法事で集まった際には一通り話の内容が再確認されます。
【沙河】昭和五一年~昭和五二年 (十四)②
夕食が出た。お酒を飲みながら、大人たちが話をしていた。
「背中に、何か重たいものが乗ってきたような感じがしたのさ」
父が親戚の人たちに話していた。母の実家の祖父母を車で送っていた時のことのようだ。
不動坂という長い坂を車で上っていた時のことらしい。
「なんだか、急にしんどくなってきてさあ。急に肩に重たいものが乗って来たような気がして。変だなあって思ったのさ。だけど、何だかよくわからなくってさあ。バックミラーが気になったんだ。でも何にも見えないし」
「父さんが帰ってくる前、家で大きな音がしたんだよ」
私は父と母にそう教えてあげた。
「祖父ちゃんが、順番に回っていたのかもねえ」
親戚のおばさんがそういった。
通夜の夜、家族は皆お寺に泊まった。庫裡に薄い布団を並べて横になった。
父と従兄は、お酒を飲みながら徹夜して、交代で蝋燭や線香を灯し続けた。
雨は一晩中降り続け、強い風も吹いていた。
朝になると、右手の掌が腫れていた。蚊がいたらしい。痒かったけど薬はなかった。掻かないように我慢していた。

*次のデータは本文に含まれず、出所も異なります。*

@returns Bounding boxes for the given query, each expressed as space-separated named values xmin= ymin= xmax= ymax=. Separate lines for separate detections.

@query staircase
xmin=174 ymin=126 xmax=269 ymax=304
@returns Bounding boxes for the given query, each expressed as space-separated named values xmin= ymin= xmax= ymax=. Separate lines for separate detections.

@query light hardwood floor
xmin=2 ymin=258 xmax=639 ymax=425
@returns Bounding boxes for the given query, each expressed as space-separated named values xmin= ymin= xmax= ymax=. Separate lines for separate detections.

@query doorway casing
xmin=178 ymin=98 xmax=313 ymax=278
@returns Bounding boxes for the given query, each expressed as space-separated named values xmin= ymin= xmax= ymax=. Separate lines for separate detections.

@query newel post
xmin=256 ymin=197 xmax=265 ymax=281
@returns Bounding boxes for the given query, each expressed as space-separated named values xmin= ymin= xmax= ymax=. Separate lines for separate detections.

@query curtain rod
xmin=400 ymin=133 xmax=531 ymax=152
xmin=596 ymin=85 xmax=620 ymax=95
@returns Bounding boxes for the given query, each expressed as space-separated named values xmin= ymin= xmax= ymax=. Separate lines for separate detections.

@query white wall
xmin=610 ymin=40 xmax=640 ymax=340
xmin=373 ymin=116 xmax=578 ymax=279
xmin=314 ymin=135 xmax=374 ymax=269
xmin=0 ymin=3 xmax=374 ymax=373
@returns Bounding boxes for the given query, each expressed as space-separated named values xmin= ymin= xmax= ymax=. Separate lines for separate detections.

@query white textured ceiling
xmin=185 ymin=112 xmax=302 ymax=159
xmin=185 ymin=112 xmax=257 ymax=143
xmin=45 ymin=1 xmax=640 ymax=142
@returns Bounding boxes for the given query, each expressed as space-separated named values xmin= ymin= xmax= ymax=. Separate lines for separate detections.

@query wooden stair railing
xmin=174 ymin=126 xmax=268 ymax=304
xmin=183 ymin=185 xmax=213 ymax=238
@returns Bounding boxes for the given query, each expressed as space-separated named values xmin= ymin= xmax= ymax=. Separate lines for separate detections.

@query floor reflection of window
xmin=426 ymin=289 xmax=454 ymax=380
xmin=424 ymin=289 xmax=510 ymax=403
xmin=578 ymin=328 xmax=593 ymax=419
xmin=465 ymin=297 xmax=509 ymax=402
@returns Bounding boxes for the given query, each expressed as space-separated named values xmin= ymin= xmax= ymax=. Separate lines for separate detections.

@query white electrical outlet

起きた人から順番に朝食をとった。私は妹や従弟と一緒に、忙しく動き続ける大人たちの邪魔にならないように、お寺の中を見て歩いたり、本を読んだりして時間をつぶした。
祭壇は本堂に作り直された。通夜の時よりも大きくなっていた。祖父の棺桶は少し高い所に置かれた。
花や灯篭の数が増えていた。果物籠がいくつか置かれていて、桃の実の匂いがしていた。
近所の人が、祖父の戒名の話をしていた。立派な戒名だというのだ。偉い人だったからねえともいっていた。
その時、戒名はお金で買うのだということを知った。立派な戒名は高いそうだ。
「沙河」(暖淡堂書房)から
*☺☺☺☺☺*
人は死ぬと同時に出家して、さらに成仏するという仕組みをこのとき初めて知りました。
理解はできなかったと思います。
「戒名」の「値段」というのも、大人の事情みたいなものだと、今であれば理解することができますが。